Hill ha declarado al fútbol un deporte prioritario, junto con el baloncesto y el atletismo. El equipo del Barcelona, como el PSG, es uno de los acuerdos críticos de Nike, lo que le da una fuerte presencia entre las plantillas más prestigiosas del mundo.
Se dirigió a otro campo para conocer a Pablo Gavira, conocido como Gavi, estrella del equipo masculino del Barcelona, y utilizó los conocimientos de español que había adquirido a lo largo de los años para interrogar al centrocampista de 21 años sobre sus botas azules personalizadas de Nike. Hill intentó obtener información técnica directamente de uno de los mejores jugadores jóvenes del mundo. ¿Cómo es el espacio para los dedos? ¿Hay una tracción adecuada en la superficie?
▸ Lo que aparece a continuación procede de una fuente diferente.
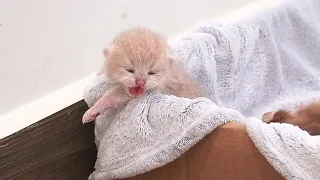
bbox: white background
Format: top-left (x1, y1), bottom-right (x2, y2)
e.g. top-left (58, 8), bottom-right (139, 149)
top-left (0, 0), bottom-right (254, 116)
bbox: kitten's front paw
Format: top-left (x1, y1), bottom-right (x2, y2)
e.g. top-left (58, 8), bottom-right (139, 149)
top-left (82, 109), bottom-right (100, 124)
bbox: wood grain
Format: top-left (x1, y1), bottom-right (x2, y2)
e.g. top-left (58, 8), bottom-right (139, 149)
top-left (0, 100), bottom-right (96, 180)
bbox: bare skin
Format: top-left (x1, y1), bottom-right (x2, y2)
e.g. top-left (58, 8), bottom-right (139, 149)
top-left (82, 28), bottom-right (201, 123)
top-left (262, 102), bottom-right (320, 135)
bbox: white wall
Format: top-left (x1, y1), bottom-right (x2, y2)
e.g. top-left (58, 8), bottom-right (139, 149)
top-left (0, 0), bottom-right (254, 116)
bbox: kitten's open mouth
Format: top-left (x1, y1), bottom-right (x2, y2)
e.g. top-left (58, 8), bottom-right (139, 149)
top-left (129, 86), bottom-right (144, 96)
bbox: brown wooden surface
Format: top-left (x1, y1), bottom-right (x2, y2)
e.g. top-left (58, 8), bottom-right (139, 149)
top-left (0, 101), bottom-right (96, 180)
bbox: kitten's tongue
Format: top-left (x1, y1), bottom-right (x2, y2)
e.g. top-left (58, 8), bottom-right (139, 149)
top-left (129, 86), bottom-right (143, 96)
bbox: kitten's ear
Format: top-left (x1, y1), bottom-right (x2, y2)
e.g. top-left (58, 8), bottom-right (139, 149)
top-left (103, 45), bottom-right (112, 57)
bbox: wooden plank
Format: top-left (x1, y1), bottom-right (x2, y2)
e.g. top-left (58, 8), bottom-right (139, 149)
top-left (0, 101), bottom-right (96, 180)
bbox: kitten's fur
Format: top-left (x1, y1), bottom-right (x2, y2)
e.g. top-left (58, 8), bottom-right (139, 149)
top-left (82, 28), bottom-right (201, 123)
top-left (262, 101), bottom-right (320, 135)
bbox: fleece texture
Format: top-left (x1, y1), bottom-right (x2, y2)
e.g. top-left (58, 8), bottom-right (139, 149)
top-left (85, 0), bottom-right (320, 180)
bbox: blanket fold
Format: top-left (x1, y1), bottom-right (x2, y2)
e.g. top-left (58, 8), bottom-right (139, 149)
top-left (85, 0), bottom-right (320, 180)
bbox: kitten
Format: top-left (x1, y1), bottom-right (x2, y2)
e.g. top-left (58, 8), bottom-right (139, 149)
top-left (262, 101), bottom-right (320, 135)
top-left (82, 28), bottom-right (201, 123)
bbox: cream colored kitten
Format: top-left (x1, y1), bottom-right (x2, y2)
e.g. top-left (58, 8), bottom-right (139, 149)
top-left (82, 28), bottom-right (201, 123)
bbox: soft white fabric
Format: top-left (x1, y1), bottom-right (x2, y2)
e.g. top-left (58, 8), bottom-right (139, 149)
top-left (85, 0), bottom-right (320, 180)
top-left (245, 118), bottom-right (320, 180)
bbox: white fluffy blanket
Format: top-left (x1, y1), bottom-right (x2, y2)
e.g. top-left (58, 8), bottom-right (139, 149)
top-left (85, 0), bottom-right (320, 180)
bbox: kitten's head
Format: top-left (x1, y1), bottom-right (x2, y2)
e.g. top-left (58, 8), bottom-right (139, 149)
top-left (104, 28), bottom-right (172, 96)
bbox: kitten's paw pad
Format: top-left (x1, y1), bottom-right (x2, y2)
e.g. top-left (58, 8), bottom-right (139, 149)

Sin embargo, a Gavi le daba igual: "Le encanta el color", dijo Hill. "Me dijo: 'Si tienes buen aspecto, juegas bien'".
Se desvió para dar la mano a más jugadores del Barcelona. "Siempre hay una oportunidad para hacer que se cambie a Nike", bromeó.
El siguiente encuentro fue con Alexia Putellas, una de las mejores jugadoras de fútbol del mundo, fuera de la academia juvenil a la que asistió de niña.
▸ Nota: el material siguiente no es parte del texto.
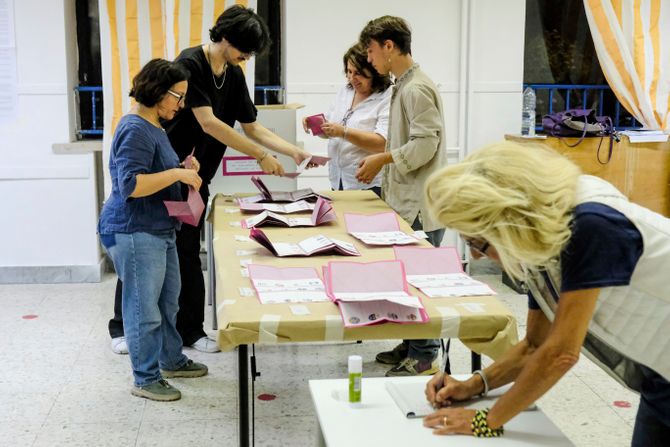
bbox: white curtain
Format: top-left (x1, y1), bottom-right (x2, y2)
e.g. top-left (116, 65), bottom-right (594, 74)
top-left (584, 0), bottom-right (670, 132)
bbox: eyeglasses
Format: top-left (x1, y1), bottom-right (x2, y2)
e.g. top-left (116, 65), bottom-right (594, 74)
top-left (342, 109), bottom-right (354, 126)
top-left (463, 237), bottom-right (491, 256)
top-left (168, 90), bottom-right (186, 103)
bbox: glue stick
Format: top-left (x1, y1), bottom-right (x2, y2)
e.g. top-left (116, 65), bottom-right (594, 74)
top-left (349, 355), bottom-right (363, 406)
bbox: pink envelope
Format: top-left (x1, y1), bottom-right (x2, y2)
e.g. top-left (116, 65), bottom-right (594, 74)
top-left (305, 113), bottom-right (326, 137)
top-left (309, 155), bottom-right (330, 166)
top-left (393, 246), bottom-right (463, 275)
top-left (163, 148), bottom-right (205, 227)
top-left (344, 211), bottom-right (400, 233)
top-left (163, 186), bottom-right (205, 227)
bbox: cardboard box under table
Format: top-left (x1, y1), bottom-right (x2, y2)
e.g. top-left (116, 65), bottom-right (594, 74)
top-left (210, 191), bottom-right (518, 445)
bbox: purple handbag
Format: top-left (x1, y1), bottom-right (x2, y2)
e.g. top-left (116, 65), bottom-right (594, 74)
top-left (542, 109), bottom-right (619, 164)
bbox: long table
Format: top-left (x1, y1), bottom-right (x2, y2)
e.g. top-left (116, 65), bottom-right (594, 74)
top-left (207, 191), bottom-right (518, 446)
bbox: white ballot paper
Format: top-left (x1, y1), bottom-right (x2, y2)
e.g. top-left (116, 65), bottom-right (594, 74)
top-left (386, 381), bottom-right (537, 419)
top-left (393, 247), bottom-right (496, 298)
top-left (249, 264), bottom-right (329, 304)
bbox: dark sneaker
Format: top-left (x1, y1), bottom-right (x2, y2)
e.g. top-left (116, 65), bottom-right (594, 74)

Putellas, de 32 años, puede ser una de las figuras deportivas más integrales de Nike en los próximos años. Tiene su propia edición de una bota de fútbol Nike, la Phantom 6, adornada con su propio logotipo. Para ella, el apoyo de la empresa es crucial, y está constantemente en contacto con ejecutivos de Nike para hablar de su marca.
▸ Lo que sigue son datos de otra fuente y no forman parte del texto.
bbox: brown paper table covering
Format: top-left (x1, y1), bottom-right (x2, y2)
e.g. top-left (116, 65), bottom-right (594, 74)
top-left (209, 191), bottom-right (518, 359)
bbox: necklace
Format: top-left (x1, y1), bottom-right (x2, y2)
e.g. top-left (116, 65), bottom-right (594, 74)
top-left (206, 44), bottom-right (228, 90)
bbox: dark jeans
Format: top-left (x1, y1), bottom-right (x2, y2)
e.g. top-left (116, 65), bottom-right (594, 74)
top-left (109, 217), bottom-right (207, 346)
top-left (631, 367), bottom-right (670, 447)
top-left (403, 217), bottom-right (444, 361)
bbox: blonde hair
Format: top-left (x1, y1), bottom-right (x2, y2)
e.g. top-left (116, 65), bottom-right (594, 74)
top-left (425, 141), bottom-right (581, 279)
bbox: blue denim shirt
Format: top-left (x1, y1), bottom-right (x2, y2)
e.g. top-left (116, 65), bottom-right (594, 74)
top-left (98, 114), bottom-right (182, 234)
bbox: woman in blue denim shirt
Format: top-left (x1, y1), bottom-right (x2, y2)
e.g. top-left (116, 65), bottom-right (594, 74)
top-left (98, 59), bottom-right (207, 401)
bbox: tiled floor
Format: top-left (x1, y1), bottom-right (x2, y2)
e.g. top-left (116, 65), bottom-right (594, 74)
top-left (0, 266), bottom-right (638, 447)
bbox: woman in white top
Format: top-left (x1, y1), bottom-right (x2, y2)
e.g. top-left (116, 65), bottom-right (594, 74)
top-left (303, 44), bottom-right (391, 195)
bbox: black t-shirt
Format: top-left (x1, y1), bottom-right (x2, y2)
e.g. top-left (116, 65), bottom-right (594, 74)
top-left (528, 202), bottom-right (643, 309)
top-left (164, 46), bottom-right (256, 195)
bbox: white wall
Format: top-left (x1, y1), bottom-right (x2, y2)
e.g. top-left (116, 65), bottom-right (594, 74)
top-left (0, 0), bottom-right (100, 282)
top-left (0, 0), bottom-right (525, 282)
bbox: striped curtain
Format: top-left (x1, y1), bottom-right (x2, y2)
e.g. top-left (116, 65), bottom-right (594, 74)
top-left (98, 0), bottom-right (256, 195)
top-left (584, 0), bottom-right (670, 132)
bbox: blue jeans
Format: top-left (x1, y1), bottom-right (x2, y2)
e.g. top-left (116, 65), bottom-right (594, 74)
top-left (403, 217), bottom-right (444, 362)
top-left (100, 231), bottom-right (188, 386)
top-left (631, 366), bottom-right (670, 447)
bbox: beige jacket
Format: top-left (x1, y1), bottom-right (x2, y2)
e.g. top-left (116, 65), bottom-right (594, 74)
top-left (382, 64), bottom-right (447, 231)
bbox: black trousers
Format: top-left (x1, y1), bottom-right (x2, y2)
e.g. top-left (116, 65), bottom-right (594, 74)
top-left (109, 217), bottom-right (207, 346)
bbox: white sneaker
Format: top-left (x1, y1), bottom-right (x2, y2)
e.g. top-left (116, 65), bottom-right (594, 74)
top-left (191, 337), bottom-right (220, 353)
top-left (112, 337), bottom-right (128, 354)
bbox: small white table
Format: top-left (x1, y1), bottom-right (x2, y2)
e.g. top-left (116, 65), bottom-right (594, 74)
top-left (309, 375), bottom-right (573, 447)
"Cuando tengo una idea, llamo y compartimos algunas ideas sobre mi viaje, o mi proyecto, o el club", dijo Putellas. "Quizá una vez a la semana, como mínimo".
El estadio donde juegan los equipos del Barcelona, Spotify Camp Nou, está siendo objeto de una renovación de 1500 millones de euros, y a Hill lo trataron como un embajador cuando llegó.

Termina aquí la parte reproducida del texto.